Oj Moniś cóżeś Ty dziewczę cudne robiła??? Ja bym na pewno zaczęła jeść kaszę gryczaną, figi, amarantus, brokuły, paprykę i kakao. Tam jest dużo rutyny która pomoże na siniaczki,
powiedzcie wy też macie tak posiniaczone nogi?Nie wiem co się że mną dzieje.ręce, nogi wyglądają jak po poturbowaniu.moze macie jakieś sugestie.
O spodniczkach i spodenkach chyba muszę zapomnieć.
Jedne znikają. A drugie się pojawiają znikąd .fatalnie to wyglada i sie wstydzę.
hej
Kurde patrz nie wiedziałam o tej pierzdze że zabroniona ale Ty Carlo masz rację że może trzeba się tego trzymać po chemii
Carlo - ja bym bym miodu umarła. Nie wyobrażam sobie życia bez miodu. Tym bardziej jestem zła że nie mogłam dojechać i się dokładnie wypytać o co chodzi z tym miodem.
Może dietetyk mówiła o tych zasadach po przeszczepie?? wtedy bym się zgodziła.......
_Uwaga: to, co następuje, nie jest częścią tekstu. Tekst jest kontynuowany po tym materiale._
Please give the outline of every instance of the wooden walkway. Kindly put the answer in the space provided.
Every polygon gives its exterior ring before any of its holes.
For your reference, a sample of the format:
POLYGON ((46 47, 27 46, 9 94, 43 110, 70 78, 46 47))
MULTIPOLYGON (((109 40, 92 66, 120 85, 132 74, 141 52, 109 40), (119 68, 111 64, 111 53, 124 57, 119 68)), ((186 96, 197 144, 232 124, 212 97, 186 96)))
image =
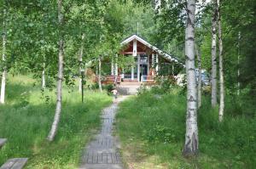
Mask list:
MULTIPOLYGON (((0 138, 0 148, 7 142, 6 138, 0 138)), ((0 169, 21 169, 25 166, 27 158, 14 158, 8 160, 0 169)))
MULTIPOLYGON (((118 99, 122 101, 125 97, 118 99)), ((102 111, 101 132, 84 148, 79 169, 123 169, 119 143, 113 135, 113 123, 118 108, 113 104, 102 111)))
POLYGON ((6 138, 0 138, 0 148, 3 147, 6 142, 6 138))

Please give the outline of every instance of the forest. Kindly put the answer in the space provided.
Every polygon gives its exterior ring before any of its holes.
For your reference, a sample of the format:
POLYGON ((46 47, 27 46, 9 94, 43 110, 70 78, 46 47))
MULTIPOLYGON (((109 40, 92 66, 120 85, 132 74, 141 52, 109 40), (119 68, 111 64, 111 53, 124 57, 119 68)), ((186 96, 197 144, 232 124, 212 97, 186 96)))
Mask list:
POLYGON ((113 105, 121 168, 254 168, 255 12, 255 0, 1 0, 0 168, 79 167, 113 105), (119 54, 132 35, 184 66, 112 103, 136 65, 119 54))

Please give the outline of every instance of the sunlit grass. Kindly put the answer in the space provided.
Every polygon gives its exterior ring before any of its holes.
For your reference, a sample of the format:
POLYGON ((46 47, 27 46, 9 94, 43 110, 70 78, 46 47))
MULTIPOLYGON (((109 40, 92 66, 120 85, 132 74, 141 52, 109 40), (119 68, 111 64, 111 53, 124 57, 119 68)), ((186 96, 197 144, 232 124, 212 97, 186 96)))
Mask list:
POLYGON ((163 94, 147 92, 121 103, 117 132, 127 166, 134 169, 253 168, 255 118, 232 117, 230 110, 226 110, 220 124, 218 108, 212 109, 210 103, 204 97, 198 112, 200 154, 192 159, 182 155, 186 99, 180 89, 163 94))
POLYGON ((102 109, 111 103, 106 93, 85 91, 84 102, 65 87, 61 123, 53 143, 46 141, 55 108, 55 89, 42 93, 27 76, 9 77, 7 104, 0 105, 0 165, 9 158, 28 157, 26 168, 77 168, 81 150, 100 124, 102 109))

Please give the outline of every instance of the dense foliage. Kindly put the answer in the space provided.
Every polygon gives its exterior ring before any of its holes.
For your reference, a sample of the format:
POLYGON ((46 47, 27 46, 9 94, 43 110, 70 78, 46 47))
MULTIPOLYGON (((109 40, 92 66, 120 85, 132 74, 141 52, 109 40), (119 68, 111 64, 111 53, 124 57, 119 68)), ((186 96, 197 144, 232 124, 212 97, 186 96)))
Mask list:
POLYGON ((236 114, 242 110, 253 111, 255 105, 237 108, 229 97, 226 118, 219 123, 218 109, 211 108, 209 95, 204 96, 198 115, 200 155, 185 160, 180 153, 185 133, 185 96, 176 87, 168 91, 154 88, 121 104, 117 131, 129 166, 172 169, 255 166, 255 117, 236 114))

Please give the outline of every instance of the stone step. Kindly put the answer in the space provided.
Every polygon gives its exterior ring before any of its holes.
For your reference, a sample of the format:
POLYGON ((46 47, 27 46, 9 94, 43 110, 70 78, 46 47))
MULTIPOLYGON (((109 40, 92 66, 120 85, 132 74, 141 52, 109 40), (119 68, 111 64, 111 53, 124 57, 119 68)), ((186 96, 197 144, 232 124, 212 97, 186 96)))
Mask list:
POLYGON ((0 169, 21 169, 25 166, 27 158, 15 158, 8 160, 0 169))
POLYGON ((6 138, 0 138, 0 148, 3 147, 7 142, 6 138))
Cichy - oczywiście też się z Tobą zgadzam, że się nie z babką nie zgadzasz hahahahahaha
Carlo - byliśmy w Krk razem na szkoleniu i tam hematolog mówiła, aby się nie suplementować, bo to chemia sama bez wartości, bez kontroli. Zaszkodzić sobie tylko można. W Polsce nie jada się suplementów. Mówił to też ten młody lekarz który występował po lekarce.
Hej, Spotkanie fajne jak zawsze...
Miałem okazje, jak wszyscy poznać osobiście Panią Ewe Lech-Marańde, Konsultanta Krajowego ds. Hematologii.
Potwornie duża wiedza i co najważniejsze o nowych sposobach leczenia jak i na temat nowoczesnych. leków celowanych.
Opowiadała jak działa Wenetoklaks, Ibrutnib, i inne, oraz o nowoczesnej metodzie CAR-T.
Następnie Pani dietetyk jak dla mnie słabe 3 na 10 :)
Mówiła o odżywianiu oczywiście, że nie wolno jeść miodu, Pierzgi (tak Monia)...
Miód tylko pasteryzowany, Cichy też nie podzielał jej zdania...
Warzywa tylko gotowane, zakaz spożywania kiełków, które były podane na spotkaniu :) i wszystkich warzyw które rosną w ziemi.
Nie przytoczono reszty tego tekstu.